I tutaj dochodzimy do sedna całego problemu: izraelska świadomość i nowoczesny izraelski patriotyzm zbudowane zostały na dogmacie wyjątkowości i unikalności żydowskiego cierpienia, szczególnie w czasie drugiej wojny światowej. Według niego nikt inny i żadna inna nacja nie może być z nimi porównywana, a sami Żydzi to 'czyste ofiary'.

Z tej perspektywy widać, jak trudny jest dziś dialog polsko-izraelski. Otóż kiedy strona polska chce rozmawiać o faktach i wydarzeniach historycznych – nawet tych najtrudniejszych i najbardziej bolesnych - to druga strona oznajmia że jakakolwiek dyskusja i odnoszenie się do faktów historycznych nie są istotne, ponieważ chodzi tu o 'żydowską tożsamość', czyli rodzaj wizji własnego narodu i jego przeszłości, a z wizją się nie dyskutuje bowiem jest nienaruszalnym dogmatem, rodzajem wiary.

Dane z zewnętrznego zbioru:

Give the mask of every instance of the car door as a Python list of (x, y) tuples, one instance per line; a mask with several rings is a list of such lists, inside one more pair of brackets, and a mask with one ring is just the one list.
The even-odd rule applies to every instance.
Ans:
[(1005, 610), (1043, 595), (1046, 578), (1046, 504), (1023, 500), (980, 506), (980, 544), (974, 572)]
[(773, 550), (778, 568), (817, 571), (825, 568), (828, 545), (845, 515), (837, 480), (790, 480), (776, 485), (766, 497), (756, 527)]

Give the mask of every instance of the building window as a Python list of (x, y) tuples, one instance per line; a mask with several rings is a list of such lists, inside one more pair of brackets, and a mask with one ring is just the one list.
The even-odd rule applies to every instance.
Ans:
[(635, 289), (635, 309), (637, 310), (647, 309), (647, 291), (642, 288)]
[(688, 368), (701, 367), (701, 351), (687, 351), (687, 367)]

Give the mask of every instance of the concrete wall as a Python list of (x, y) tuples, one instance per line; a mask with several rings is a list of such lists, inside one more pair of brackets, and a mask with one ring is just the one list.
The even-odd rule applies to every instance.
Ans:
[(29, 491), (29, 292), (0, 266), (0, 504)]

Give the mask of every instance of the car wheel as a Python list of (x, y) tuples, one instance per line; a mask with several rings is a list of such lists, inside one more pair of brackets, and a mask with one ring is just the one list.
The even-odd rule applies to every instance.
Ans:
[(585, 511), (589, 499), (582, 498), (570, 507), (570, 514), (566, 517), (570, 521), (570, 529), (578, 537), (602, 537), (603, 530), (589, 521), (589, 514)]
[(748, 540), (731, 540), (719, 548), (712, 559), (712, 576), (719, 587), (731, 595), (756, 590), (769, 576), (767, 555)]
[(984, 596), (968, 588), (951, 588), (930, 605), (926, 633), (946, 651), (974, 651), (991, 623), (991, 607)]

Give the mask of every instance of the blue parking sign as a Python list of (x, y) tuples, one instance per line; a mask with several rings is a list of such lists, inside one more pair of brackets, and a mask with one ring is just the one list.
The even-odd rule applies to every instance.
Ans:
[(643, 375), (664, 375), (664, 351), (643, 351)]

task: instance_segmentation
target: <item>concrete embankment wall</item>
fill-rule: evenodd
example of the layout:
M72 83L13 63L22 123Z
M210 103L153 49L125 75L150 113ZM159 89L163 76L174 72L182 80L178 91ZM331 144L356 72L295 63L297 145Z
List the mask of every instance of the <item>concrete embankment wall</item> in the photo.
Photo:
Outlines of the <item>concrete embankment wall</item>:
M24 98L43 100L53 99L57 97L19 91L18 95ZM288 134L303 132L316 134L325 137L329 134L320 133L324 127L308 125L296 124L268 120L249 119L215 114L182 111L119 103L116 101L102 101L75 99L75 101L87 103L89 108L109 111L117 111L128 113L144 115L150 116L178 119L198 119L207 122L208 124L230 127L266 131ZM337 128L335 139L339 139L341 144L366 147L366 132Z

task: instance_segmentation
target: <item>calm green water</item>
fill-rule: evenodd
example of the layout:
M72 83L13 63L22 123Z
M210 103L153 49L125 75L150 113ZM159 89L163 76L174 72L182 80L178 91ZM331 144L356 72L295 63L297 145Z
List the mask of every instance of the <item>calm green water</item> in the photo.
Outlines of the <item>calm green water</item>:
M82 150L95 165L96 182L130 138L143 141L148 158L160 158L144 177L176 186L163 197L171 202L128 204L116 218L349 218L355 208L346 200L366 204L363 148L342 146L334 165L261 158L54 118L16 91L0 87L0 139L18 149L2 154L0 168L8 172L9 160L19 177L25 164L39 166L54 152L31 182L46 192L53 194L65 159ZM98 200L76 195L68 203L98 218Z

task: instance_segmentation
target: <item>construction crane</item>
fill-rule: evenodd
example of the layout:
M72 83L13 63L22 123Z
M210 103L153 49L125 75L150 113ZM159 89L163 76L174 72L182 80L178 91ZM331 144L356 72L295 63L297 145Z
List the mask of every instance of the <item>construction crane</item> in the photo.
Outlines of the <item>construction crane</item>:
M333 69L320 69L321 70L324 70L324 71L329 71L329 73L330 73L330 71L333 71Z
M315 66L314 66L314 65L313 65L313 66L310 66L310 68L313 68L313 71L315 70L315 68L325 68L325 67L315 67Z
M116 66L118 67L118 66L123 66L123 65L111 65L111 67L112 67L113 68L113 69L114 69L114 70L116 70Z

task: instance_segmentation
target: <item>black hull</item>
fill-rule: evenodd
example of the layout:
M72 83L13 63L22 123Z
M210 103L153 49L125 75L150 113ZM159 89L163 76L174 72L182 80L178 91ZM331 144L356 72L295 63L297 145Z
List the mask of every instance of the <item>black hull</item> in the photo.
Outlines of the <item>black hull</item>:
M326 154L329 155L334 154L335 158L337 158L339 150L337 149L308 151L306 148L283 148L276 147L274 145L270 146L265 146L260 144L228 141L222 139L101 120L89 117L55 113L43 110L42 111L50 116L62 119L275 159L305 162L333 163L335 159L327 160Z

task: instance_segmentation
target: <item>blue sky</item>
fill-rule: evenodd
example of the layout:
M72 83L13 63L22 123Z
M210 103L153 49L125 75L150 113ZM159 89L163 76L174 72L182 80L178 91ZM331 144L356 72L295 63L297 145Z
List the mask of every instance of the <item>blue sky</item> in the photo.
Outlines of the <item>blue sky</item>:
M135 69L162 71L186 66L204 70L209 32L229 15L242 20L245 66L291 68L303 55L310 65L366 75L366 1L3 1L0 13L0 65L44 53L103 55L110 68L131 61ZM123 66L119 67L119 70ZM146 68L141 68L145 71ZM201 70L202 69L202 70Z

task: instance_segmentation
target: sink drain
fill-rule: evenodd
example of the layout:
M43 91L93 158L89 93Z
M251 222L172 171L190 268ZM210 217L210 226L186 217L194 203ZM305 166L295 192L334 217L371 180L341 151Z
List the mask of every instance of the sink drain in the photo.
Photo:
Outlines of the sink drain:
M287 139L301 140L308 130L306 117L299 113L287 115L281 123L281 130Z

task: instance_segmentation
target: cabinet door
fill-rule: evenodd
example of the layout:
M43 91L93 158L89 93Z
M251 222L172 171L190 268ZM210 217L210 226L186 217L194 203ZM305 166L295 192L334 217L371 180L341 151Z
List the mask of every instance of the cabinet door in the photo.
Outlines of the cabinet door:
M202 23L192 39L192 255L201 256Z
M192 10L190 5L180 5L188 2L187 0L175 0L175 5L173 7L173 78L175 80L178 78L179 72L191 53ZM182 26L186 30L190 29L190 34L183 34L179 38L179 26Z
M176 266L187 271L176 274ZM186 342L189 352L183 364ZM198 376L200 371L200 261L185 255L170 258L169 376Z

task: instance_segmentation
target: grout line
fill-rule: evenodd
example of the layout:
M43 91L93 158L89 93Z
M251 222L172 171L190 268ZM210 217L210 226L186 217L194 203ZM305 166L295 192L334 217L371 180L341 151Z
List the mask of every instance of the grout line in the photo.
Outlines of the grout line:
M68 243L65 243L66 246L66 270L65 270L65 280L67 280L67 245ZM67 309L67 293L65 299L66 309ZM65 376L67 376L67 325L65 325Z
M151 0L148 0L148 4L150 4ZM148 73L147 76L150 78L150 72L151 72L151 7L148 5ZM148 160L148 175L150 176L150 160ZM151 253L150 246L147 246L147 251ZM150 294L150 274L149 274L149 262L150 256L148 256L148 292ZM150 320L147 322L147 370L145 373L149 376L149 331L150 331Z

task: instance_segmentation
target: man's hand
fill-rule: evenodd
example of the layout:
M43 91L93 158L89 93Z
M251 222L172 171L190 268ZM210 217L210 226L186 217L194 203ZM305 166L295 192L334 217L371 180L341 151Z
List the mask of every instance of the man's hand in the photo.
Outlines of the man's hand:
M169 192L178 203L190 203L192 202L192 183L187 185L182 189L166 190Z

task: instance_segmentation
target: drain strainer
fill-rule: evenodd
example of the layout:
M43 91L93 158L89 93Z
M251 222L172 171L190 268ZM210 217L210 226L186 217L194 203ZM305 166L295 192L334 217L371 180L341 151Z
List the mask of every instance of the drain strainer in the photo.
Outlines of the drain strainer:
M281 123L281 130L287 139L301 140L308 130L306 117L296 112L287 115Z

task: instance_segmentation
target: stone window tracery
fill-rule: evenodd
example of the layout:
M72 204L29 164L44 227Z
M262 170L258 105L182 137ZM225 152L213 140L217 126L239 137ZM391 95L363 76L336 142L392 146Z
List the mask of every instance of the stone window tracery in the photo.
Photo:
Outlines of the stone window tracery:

Cóż, wiele można Polakom zarzucić, ale samokrytycyzmu nam nie brakuje. Jednak w tym przypadku mamy do czynienia z wizją Izraelczyków jako 'czystych ofiar' - co może oznaczać że jakiekolwiek argumenty o kolaboracji Żydów z Niemiecką III Rzeszą czy Sowiecka Rosją będą ignorowane albo też kwitowane oskarżeniami o 'antysemityzm'.

Cała wizja narodu i państwa Izrael oparta jest właśnie na tej wyjątkowości – wyjątkowości Holocaustu, wyjątkowości żydowskiego cierpienia, wyjątkowości narodu wybranego.

Mam jednak wrażenie, że przez wydarzenia ostatnich tygodni w Polakach obudzona została nasza cecha narodowa – duma. Odmawianie Polsce i Polakom prawa do cierpienia, a co więcej stawianie nas de facto po stronie okupantów i prześladowców przebudziło w nas gniew i oburzenie, wynikające z poczucia krzyczącej niesprawiedliwości.

I mam wrażenie, że tym razem nie odpuścimy i nie pozwolimy traktować się arogancko i protekcjonalnie. Izrael ma prawo do własnej dumy i poczucia godności, ale takie samo prawo ma także Polska. Izrael zbudował swój patriotyzm i stworzył po drugiej wojnie światowej nowoczesny naród, jednak wiele elementów tego patriotyzmu to negatywna i nieprawdziwa wizja żydowskiej przeszłości w Polsce - kraju, który jako jeden z nielicznych dał im schronienie. Co dla mnie jest najbardziej przykre, to fakt że wychowano całe pokolenia młodych Izraelczyków w nienawiści do Polski – kraju, w którym przez setki lat mieszkali ich przodkowie.

Jednak mimo to czeka nas długa droga cierpliwego odnajdywania wspólnej polsko-żydowskiej historii, która będzie także musiała zweryfikować wiele mitów i przekłamań Izraela i Żydów wobec Polski, jeśli chcemy dotrzeć do prawdy.